Short arms are likely hotspots for gene evolution, Phillippy notes, as gene copies parked there are free to mutate and take on new functions. The catalog of duplications could also shed light on neurological and developmental disorders, which have been linked to variations in the number of copies of specific sequences. Chemical modifications to the DNA in the complex repetitive areas likely play a role in disease as well, and those changes have been mapped. Because the cell line used lacked a Y chromosome, the T2T group sequenced one from a well-studied genome belonging to Harvard University systems biologist Leonid Peshkin (see sidebar, below).

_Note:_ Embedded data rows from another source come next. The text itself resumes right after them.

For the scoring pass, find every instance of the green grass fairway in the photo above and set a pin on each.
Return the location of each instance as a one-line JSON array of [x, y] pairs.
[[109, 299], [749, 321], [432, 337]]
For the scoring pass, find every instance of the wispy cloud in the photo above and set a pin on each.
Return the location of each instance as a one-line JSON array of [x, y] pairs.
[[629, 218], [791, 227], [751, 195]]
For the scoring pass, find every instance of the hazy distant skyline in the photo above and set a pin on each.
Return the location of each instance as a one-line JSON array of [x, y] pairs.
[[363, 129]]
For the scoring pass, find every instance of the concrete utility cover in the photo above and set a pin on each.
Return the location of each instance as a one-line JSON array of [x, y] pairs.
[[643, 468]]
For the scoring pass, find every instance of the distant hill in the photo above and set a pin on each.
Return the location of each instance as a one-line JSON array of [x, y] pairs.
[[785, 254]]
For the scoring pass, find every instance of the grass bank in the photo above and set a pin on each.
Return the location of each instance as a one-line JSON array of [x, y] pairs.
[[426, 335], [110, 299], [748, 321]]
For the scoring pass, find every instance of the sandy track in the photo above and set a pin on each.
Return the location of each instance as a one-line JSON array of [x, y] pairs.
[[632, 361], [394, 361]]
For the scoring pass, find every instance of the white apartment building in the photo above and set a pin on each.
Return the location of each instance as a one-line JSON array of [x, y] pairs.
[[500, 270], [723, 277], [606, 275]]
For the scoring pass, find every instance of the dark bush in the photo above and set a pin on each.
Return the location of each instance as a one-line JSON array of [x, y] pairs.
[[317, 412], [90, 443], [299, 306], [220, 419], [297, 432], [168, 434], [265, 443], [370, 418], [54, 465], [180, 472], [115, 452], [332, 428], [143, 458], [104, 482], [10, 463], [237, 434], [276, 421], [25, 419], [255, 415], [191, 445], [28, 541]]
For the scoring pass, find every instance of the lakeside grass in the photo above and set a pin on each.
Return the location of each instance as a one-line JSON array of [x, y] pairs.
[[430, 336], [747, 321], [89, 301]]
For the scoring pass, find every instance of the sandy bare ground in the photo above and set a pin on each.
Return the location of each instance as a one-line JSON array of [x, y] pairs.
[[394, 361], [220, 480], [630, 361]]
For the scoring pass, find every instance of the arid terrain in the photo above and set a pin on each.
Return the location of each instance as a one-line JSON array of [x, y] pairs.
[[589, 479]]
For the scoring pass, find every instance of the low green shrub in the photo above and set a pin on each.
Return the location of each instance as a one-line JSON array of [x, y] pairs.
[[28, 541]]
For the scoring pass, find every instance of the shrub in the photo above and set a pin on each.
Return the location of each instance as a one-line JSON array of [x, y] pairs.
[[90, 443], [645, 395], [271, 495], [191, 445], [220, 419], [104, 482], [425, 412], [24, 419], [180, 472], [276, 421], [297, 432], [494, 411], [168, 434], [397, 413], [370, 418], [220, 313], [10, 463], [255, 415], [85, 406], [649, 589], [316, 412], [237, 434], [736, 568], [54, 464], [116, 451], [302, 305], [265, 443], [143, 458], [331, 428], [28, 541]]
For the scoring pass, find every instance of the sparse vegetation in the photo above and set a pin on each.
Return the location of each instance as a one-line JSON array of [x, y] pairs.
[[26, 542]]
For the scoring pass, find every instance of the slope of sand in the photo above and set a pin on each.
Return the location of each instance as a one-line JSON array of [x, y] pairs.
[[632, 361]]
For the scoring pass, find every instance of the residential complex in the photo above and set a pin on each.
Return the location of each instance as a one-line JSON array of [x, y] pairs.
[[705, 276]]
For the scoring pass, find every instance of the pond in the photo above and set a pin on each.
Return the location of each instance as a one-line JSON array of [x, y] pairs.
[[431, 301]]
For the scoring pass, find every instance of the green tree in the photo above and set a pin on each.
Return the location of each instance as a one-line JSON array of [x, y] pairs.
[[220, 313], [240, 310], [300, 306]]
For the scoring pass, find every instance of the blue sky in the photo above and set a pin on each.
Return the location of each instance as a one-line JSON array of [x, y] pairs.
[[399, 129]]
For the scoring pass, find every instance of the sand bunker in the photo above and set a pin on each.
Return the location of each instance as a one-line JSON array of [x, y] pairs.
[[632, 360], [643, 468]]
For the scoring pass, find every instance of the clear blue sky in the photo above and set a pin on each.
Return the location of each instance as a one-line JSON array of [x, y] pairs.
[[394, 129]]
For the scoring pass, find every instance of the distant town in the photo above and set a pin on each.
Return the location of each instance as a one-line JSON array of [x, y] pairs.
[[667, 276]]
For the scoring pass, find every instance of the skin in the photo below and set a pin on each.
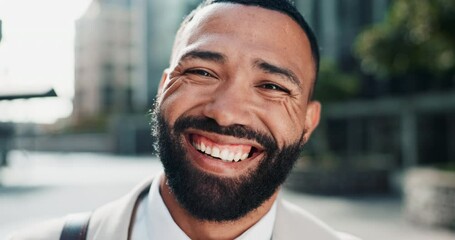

Despite their latest milestone, human genome sequencers aren’t packing their bags. “There’s still some work to do,” says Human Genome Project co-leader Richard Gibbs, a geneticist at Baylor College of Medicine. He and other researchers stress that the field now needs to get similarly complete genome sequences from a greater diversity of people to look for variation in the short arms and the other tough-to-read regions, which could play a role in diseases or traits.
The T2T team has made a start by deciphering 70 more genomes, with a goal of 350 from people of diverse ancestries. These genomes, sequenced as part of the Human Pangenome Reference Consortium, are more challenging to finish because they don’t have identical pairs of chromosomes. So, for now, the team has settled for high-quality genomes that place as many of the bases as possible on their correct chromosomes. Next, the researchers plan to apply all their methods to Peshkin’s whole genome. And, eventually, Phillippy says, “We want every genome to be telomere to telomere.”